I have fitted two of the "rape alarms" mentioned by Grizzly, one to each front door frame, (£2.49 each from Aldi). These are fixed to the door frame with sticky back Velcro just behind each door. Unobtrusive small hooks (3M, from Homebase) are glued to each door. The cord is tied so it will just fit on to the hook whilst holding the peg firmly in place. Any opening, even slightly, of either door then sets off the appropriate alarm. I fitted these as I had read that it was easy to cut out Transit quarterlights with a sharp knife.
We can also set the main alarm to cover the doors only, but rarely bother unless we feel it is a bit "dodgy". We also have a safe, about £25 from Maplin. I fitted this (with difficulty) under the driver's seat. Plenty of space, in front of the vehicle battery, but a very awkward fit. In the end I gave in & removed the seat which made fitting easier. The safe has a security cable also but bolt cutters would make short work of that.


----------



## ob1 (Sep 25, 2007)

Nothing changes does it? The self same thing happened to us all of fifteen years ago near Montpellier on the A9. As to feeling safe, we were with four other outfits in a dedicated floodlit service station parking area! Our low life was not as quite as yours however as he woke me up getting into the cab. Obviously we now avoid motorway service areas like the plaque; have an alarm system worthy of Fort Knox, etc.

Ron


----------



## barryd (May 9, 2008)

I imagine our 1996 Kontiki would be a piece of cake to break into. We have no alarm or deadlocks or chains around the doors but how anyone could get past the crappy 1970's style curtain that goes around the cab, then past the folding mountain bike and then move the rattely dinette table between the seats without waking Mrs D is beyond me. I would like to see them try. Surely in France the simple thing to do is just get off the Motorway, drive down a quiet road to a small village or even down a single track road by the side of a field and just stop there. There has been so many posts and warnings about service stations its beyond me why anyone would choose to stop in one.
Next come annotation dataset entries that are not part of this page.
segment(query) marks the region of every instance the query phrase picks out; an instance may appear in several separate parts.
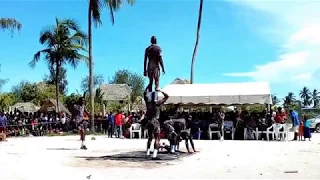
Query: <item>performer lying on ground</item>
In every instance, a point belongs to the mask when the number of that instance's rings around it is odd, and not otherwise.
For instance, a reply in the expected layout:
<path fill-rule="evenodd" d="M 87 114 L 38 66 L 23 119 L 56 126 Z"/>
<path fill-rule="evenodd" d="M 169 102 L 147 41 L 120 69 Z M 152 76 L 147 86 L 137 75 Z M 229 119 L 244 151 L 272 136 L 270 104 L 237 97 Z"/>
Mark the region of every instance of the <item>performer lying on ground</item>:
<path fill-rule="evenodd" d="M 155 81 L 156 91 L 159 90 L 159 79 L 160 79 L 160 66 L 162 73 L 165 74 L 163 60 L 162 60 L 162 51 L 161 48 L 157 45 L 157 38 L 155 36 L 151 37 L 151 45 L 146 48 L 144 54 L 144 76 L 148 76 L 149 84 L 147 88 L 149 92 L 152 90 L 153 80 Z M 148 63 L 147 63 L 148 62 Z"/>
<path fill-rule="evenodd" d="M 163 94 L 164 98 L 158 101 L 156 99 L 157 92 L 151 92 L 149 93 L 149 95 L 148 95 L 147 89 L 144 92 L 144 100 L 146 102 L 146 107 L 147 107 L 146 118 L 148 120 L 146 129 L 148 130 L 148 135 L 149 135 L 148 142 L 147 142 L 147 156 L 150 155 L 150 146 L 153 139 L 152 137 L 154 137 L 155 139 L 152 159 L 159 159 L 157 157 L 157 154 L 160 148 L 160 123 L 159 123 L 160 110 L 161 110 L 161 106 L 169 98 L 167 93 L 162 92 L 161 90 L 159 91 Z"/>
<path fill-rule="evenodd" d="M 72 116 L 73 116 L 73 119 L 76 121 L 79 129 L 80 140 L 81 140 L 80 149 L 87 150 L 87 146 L 85 145 L 85 139 L 86 139 L 86 129 L 89 123 L 86 120 L 84 120 L 84 113 L 85 113 L 84 99 L 81 97 L 78 103 L 74 105 L 74 111 Z"/>

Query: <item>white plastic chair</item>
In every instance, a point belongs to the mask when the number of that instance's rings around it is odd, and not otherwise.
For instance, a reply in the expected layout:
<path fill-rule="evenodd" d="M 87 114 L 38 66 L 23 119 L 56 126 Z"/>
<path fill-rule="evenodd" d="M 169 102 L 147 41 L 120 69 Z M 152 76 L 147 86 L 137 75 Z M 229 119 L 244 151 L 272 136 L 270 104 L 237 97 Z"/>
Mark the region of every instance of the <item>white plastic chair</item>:
<path fill-rule="evenodd" d="M 223 131 L 222 131 L 222 139 L 224 139 L 224 133 L 231 134 L 232 140 L 234 140 L 234 134 L 236 129 L 233 126 L 233 121 L 224 121 L 223 123 Z"/>
<path fill-rule="evenodd" d="M 259 131 L 259 128 L 256 128 L 256 139 L 259 140 L 262 134 L 268 134 L 267 131 Z M 268 136 L 268 135 L 267 135 Z"/>
<path fill-rule="evenodd" d="M 248 139 L 248 128 L 244 128 L 244 131 L 243 131 L 243 139 L 244 140 L 247 140 Z M 256 138 L 257 139 L 257 129 L 253 129 L 252 130 L 252 134 L 253 134 L 253 136 L 254 136 L 254 138 Z"/>
<path fill-rule="evenodd" d="M 129 129 L 130 132 L 130 138 L 133 139 L 134 138 L 134 134 L 138 133 L 139 135 L 139 139 L 141 139 L 141 124 L 135 123 L 135 124 L 131 124 L 131 127 Z"/>
<path fill-rule="evenodd" d="M 212 134 L 218 134 L 218 137 L 219 137 L 219 139 L 221 140 L 221 133 L 220 133 L 220 131 L 218 130 L 218 131 L 212 131 L 211 130 L 211 128 L 218 128 L 219 127 L 219 125 L 217 124 L 217 123 L 212 123 L 212 124 L 210 124 L 209 125 L 209 130 L 208 130 L 208 132 L 209 132 L 209 138 L 210 138 L 210 140 L 212 140 Z"/>
<path fill-rule="evenodd" d="M 270 127 L 267 128 L 267 140 L 269 141 L 269 135 L 272 135 L 272 140 L 276 139 L 278 140 L 280 138 L 280 135 L 282 132 L 280 132 L 280 129 L 282 128 L 282 124 L 272 124 Z M 270 131 L 272 129 L 272 131 Z"/>

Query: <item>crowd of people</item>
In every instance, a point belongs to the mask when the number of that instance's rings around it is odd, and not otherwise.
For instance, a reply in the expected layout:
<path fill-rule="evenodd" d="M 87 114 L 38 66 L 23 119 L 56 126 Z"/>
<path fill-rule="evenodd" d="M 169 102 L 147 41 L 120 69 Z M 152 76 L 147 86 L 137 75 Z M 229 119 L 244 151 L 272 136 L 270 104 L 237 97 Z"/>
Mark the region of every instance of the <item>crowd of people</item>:
<path fill-rule="evenodd" d="M 297 127 L 294 131 L 297 137 L 311 138 L 310 128 L 305 118 L 297 118 L 291 121 L 292 118 L 279 108 L 276 112 L 248 112 L 248 111 L 227 111 L 215 110 L 214 112 L 180 112 L 176 113 L 176 109 L 168 109 L 161 111 L 160 122 L 167 119 L 191 118 L 193 122 L 193 133 L 201 133 L 201 139 L 208 139 L 209 125 L 216 123 L 217 127 L 212 127 L 212 130 L 228 130 L 235 128 L 236 140 L 244 139 L 244 128 L 247 128 L 247 139 L 255 139 L 253 131 L 258 128 L 261 131 L 266 131 L 273 123 L 293 123 Z M 295 114 L 295 111 L 289 113 Z M 95 116 L 95 129 L 98 132 L 107 134 L 108 137 L 129 138 L 128 129 L 133 123 L 142 124 L 144 127 L 145 112 L 124 113 L 109 112 L 104 116 L 102 114 Z M 301 120 L 301 121 L 300 121 Z M 226 123 L 232 122 L 232 123 Z M 231 125 L 230 125 L 231 124 Z M 222 127 L 224 126 L 224 127 Z M 86 129 L 90 129 L 90 123 Z M 200 132 L 198 132 L 200 129 Z M 68 114 L 61 113 L 21 113 L 14 111 L 10 113 L 0 113 L 0 133 L 6 132 L 8 136 L 42 136 L 48 134 L 59 133 L 77 133 L 78 128 L 76 122 Z M 144 131 L 144 128 L 142 128 Z M 222 132 L 221 132 L 222 133 Z M 142 134 L 144 134 L 142 132 Z"/>

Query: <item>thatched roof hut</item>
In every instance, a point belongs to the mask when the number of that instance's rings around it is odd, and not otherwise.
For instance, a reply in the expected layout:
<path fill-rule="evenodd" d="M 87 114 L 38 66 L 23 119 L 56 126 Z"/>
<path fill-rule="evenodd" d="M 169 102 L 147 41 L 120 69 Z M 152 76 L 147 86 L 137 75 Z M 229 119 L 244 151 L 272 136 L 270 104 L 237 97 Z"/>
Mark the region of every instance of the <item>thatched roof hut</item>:
<path fill-rule="evenodd" d="M 104 84 L 100 89 L 105 101 L 126 101 L 130 99 L 132 92 L 127 84 Z"/>
<path fill-rule="evenodd" d="M 41 103 L 41 108 L 39 109 L 40 112 L 51 112 L 56 111 L 57 109 L 57 101 L 55 99 L 47 99 Z M 59 110 L 60 112 L 64 112 L 67 114 L 71 114 L 66 107 L 59 101 Z"/>
<path fill-rule="evenodd" d="M 21 102 L 21 103 L 16 103 L 11 107 L 12 110 L 17 109 L 21 112 L 28 112 L 28 113 L 33 113 L 37 112 L 40 107 L 36 106 L 32 102 Z"/>
<path fill-rule="evenodd" d="M 189 80 L 187 79 L 180 79 L 180 78 L 176 78 L 174 79 L 171 84 L 190 84 Z"/>

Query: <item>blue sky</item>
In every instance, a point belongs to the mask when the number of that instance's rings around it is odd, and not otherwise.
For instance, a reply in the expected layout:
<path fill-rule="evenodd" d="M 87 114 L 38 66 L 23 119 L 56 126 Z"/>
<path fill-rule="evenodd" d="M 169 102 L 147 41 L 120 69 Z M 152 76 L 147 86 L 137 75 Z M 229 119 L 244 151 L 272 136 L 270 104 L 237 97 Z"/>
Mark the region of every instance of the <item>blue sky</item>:
<path fill-rule="evenodd" d="M 198 0 L 137 0 L 116 14 L 114 26 L 104 11 L 103 27 L 93 30 L 95 74 L 107 81 L 118 69 L 142 73 L 144 49 L 155 35 L 167 72 L 161 86 L 176 77 L 189 79 L 198 6 Z M 205 0 L 195 83 L 267 81 L 279 96 L 304 85 L 318 88 L 320 36 L 314 29 L 320 32 L 320 13 L 315 7 L 319 3 Z M 35 69 L 28 62 L 44 48 L 38 41 L 40 31 L 54 24 L 55 17 L 77 19 L 87 31 L 86 0 L 1 0 L 0 12 L 23 24 L 13 38 L 0 33 L 0 75 L 9 79 L 3 91 L 48 74 L 43 62 Z M 80 90 L 87 74 L 85 64 L 75 70 L 68 67 L 69 93 Z"/>

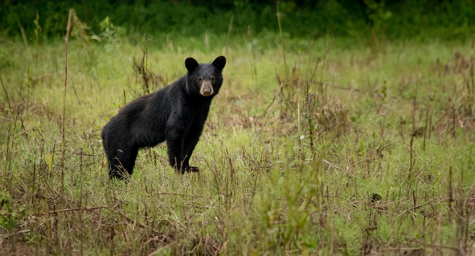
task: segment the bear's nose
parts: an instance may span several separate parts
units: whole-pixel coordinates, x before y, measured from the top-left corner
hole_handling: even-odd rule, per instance
[[[209,90],[209,89],[203,90],[203,92],[201,93],[201,95],[203,95],[203,96],[209,96],[210,95],[211,95],[211,90]]]
[[[209,81],[204,81],[201,84],[201,89],[200,90],[200,93],[203,96],[209,96],[214,92],[213,91],[213,86],[211,86],[211,83]]]

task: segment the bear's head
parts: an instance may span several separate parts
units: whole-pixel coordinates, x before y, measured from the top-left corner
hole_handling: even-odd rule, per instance
[[[211,63],[198,63],[193,58],[187,58],[185,66],[188,70],[188,91],[205,97],[218,94],[223,84],[223,68],[226,65],[224,56],[218,57]]]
Hopefully perhaps a 13 year old van isnt that attractive a prospect to thieves. In the three months we were away recently in Europe I never once felt worried but then we always pick out of the way places to stay either wild or on quiet Aires. 

Sorry to hear about your bad luck though, must be a horrid experience.

Barry


----------



## rraf (Jul 11, 2009)

ob1 said:


> Nothing changes does it? The self same thing happened to us all of fifteen years ago near Montpellier on the A9. As to feeling safe, we were with four other outfits in a dedicated floodlit service station parking area! Our low life was not as quite as yours however as he woke me up getting into the cab. Obviously we now avoid motorway service areas like the plaque; have an alarm system worthy of Fort Knox, etc.
> 
> Ron


What happened when you confronted him?Clonk him over the head with a frying pan I hope! :x


----------



## raynipper (Aug 4, 2008)

Just managed to find a heavy dog lead and chain at a car boot for €1.00.
Now when we leave the van and at night I close the thong part of the lead in the door jam and hope the dangling chain might just deter the casual intruder.

Ray.


----------



## sideways (Jun 2, 2008)

we always leave the glovebox open, and hang the curtain behind the seats so they can see in the cab, we have a dummy flashing LED fitted in the grill(£2). My mate had lock picked and his seat belt razored as it was through the armrest but the pound shop rape alarm saved the day.when he went out there were lorry drivers about, it was 4 30 am i personally think that a lot of time they are the culprits, they have a legit reasons for being there and just go about their business if disturbed.


----------



## ob1 (Sep 25, 2007)

Rraf

We carried, and still do, a gas filled marine foghorn canister for just such emergencies, on the basis that vandals don't like noise drawing attention to them. I managed to reach up from the front bench seat (bed), grab the foghorn and let him have it full blast in his ear, through a gap in the cab curtain, before he even realised I was there. He fell backwards out of the cab in shock (and I was not going to persue him in my birthday suit) and walked away to be picked up by an accomplice. So if you meet up with a deaf Frenchman who also suffers from a weak heart - look out :lol: 

Ron


----------



## rraf (Jul 11, 2009)

ob1 said:


> Rraf
> 
> We carried, and still do, a gas filled marine foghorn canister for just such emergencies, on the basis that vandals don't like noise drawing attention to them. I managed to reach up from the front bench seat (bed), grab the foghorn and let him have it full blast in his ear, through a gap in the cab curtain, before he even realised I was there. He fell backwards out of the cab in shock (and I was not going to persue him in my birthday suit) and walked away to be picked up by an accomplice. So if you meet up with a deaf Frenchman who also suffers from a weak heart - look out :lol:
> 
> Ron


Oh well done. :lol: It's such a shame that we all have to carry deterrants with us though.Makes it a little scary and I don't know what I'd do myself if someone tried to break in.My OH sleeps like a log.He'd sleep through a bomb going off,so it's up to me to defend us all.Knowing my luck,it'd be ME that would end up in court for knocking someone out!!!  .


----------



## littlenell (Aug 1, 2008)

paulmac said:


> Taking my dog would create a bigger problem as a doberman is a little on the large side!
> Have herd of the ratchet straps being used but always laughed at the idea!!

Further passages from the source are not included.